Then Alessandro sidled up. 'You so preeetty. You are remembering me, yes?'
She ignored him.
'I was just telling Daisy here that she'd want to be very careful about who she goes telling tales to, isn't that right, Alessandro?'
Like a faithful lapdog, Alessandro nodded in agreement.
'Cos ten-a-penny dirt birds are always running to the papers making all sorts of allegations about me, aren't they, Alessandro?
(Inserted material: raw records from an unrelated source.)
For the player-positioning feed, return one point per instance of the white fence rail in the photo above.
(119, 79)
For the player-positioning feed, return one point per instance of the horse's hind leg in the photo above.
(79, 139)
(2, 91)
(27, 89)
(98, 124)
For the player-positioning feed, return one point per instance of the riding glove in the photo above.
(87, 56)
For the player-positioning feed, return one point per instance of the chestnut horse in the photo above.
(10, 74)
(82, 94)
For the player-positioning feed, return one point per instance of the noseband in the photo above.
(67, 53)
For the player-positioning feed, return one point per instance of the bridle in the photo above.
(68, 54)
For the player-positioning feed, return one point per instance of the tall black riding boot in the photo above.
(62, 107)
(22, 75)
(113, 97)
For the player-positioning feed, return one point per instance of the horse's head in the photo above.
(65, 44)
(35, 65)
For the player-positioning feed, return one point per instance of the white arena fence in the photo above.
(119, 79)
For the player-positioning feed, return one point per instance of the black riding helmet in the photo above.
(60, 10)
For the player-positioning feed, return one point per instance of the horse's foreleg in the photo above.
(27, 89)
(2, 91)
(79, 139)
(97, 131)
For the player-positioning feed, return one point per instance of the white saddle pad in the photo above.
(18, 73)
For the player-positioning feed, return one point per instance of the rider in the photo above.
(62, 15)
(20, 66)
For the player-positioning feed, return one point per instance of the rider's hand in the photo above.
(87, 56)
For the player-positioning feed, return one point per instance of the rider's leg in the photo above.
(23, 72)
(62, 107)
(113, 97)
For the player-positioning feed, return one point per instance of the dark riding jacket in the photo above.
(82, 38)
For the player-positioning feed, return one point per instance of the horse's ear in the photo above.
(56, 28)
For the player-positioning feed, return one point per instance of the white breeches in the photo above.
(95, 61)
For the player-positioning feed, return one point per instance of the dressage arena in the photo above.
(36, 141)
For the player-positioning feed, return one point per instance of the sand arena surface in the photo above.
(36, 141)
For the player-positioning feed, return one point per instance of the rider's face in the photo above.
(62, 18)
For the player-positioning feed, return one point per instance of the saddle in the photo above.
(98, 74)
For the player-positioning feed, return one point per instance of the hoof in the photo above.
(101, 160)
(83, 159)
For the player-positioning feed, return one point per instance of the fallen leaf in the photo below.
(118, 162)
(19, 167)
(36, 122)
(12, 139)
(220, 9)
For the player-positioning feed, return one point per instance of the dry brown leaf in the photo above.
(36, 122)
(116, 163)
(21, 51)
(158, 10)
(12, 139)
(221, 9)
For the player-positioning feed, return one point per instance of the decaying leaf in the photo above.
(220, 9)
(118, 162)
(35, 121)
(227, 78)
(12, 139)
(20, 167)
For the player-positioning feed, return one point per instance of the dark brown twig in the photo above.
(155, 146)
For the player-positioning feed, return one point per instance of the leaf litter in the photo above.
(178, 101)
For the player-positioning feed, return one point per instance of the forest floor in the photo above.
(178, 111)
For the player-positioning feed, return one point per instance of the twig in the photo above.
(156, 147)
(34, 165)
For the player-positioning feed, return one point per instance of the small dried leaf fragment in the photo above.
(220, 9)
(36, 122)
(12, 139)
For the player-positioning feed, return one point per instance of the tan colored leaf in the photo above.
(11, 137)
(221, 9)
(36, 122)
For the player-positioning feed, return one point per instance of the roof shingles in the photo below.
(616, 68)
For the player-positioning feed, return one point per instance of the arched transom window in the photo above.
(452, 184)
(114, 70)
All the bleeding same, just a bunch of attention-seekers, all looking for their fifteen minutes of fame. Like the other night, for instance. When you practically flung yourself at me. Coming on to me like a bleeding freight train, you were. I mean, only for you turfing her out of my room in time, Alessandro, God knows what would have happened.'
For a second, Daisy really thought she'd smack him across the jaw. Ordinarily, she would have screamed, ranted, roared and yelled enough obscenities at him to colour the air blue, but right now there were bigger issues at stake. And after all, she reminded herself, revenge was a dish best eaten cold. Mark Lloyd would get what was coming to him. No two ways about it. She drew herself up to her full height and summoned up every last ounce of her dignity.
'If you could get a move on, please? Eleanor asked me to tell you it's urgent.'

Chapter Twenty-Six

With just moments to go before the ceremony, the excitement is palpable as guests gather in the Ballroom here at Davenport Hall, where the happy couple will exchange their vows at three o'clock today. Never in the Hall's two-hundred-year-old history can it have seen an event as glamorous as this, as the Oldcastle wives and girlfriends vie with each other to compete in the fashion stakes. As guests begin to assemble and take their places, the gasps of admiration for the Ballroom, transformed for this truly wonderful occasion, are audible.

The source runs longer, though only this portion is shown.